Education has emerged as the answer professionals are reaching for. In a landscape where the ground keeps shifting, continuous learning—what researchers call lifelong learning—functions as a kind of insurance policy. It is the mechanism by which workers convert the anxiety of change into competitive advantage. For institutions like thePower Education, this moment represents both a challenge and an opening: the challenge of keeping curricula current with technology that moves faster than traditional education cycles, and the opening to position learning itself as the essential skill that matters more than any single technical competency.

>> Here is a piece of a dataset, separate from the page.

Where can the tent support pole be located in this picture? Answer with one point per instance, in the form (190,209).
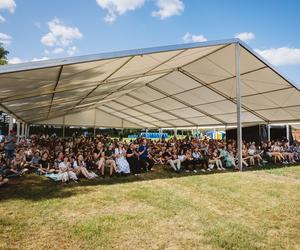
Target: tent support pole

The real motor of change is not the algorithm, but the growth mindset of professionals. AI is an extraordinary strategic copilot, but to leverage it we need to update our skills at the same pace technology advances. True professional success today means making learning a daily habit.
— Alberto Rivera, Director of Technology and AI, thePower Education
The Hearth Conversation Another angle on the story
Inventor

Why do you think so many workers are optimistic about AI when we hear so much about job displacement?

Model

Because they're using it right now and seeing it make them better at what they do. It's not abstract. They're experiencing the productivity gain themselves, not reading about it in a think tank report.

Inventor

But 68 percent are cautious about the future of employment. That seems like a contradiction.

Model

Not really. You can trust your own job while being realistic about the broader market. Someone might feel secure in their role but know that the industry itself is in flux. Both things are true at once.

Inventor

The survey mentions that 42 percent think a quarter of their skills need updating in two years. Does that scare people?

Model

It should, but it seems to be clarifying something instead. When people understand what needs to change, they can actually do something about it. The fear is more about not knowing what's coming.

Inventor

So lifelong learning isn't a nice idea—it's become practical necessity?

Model

Exactly. It's the only way to stay in the game when the rules keep changing. The professionals who see that clearly are the ones positioning themselves well.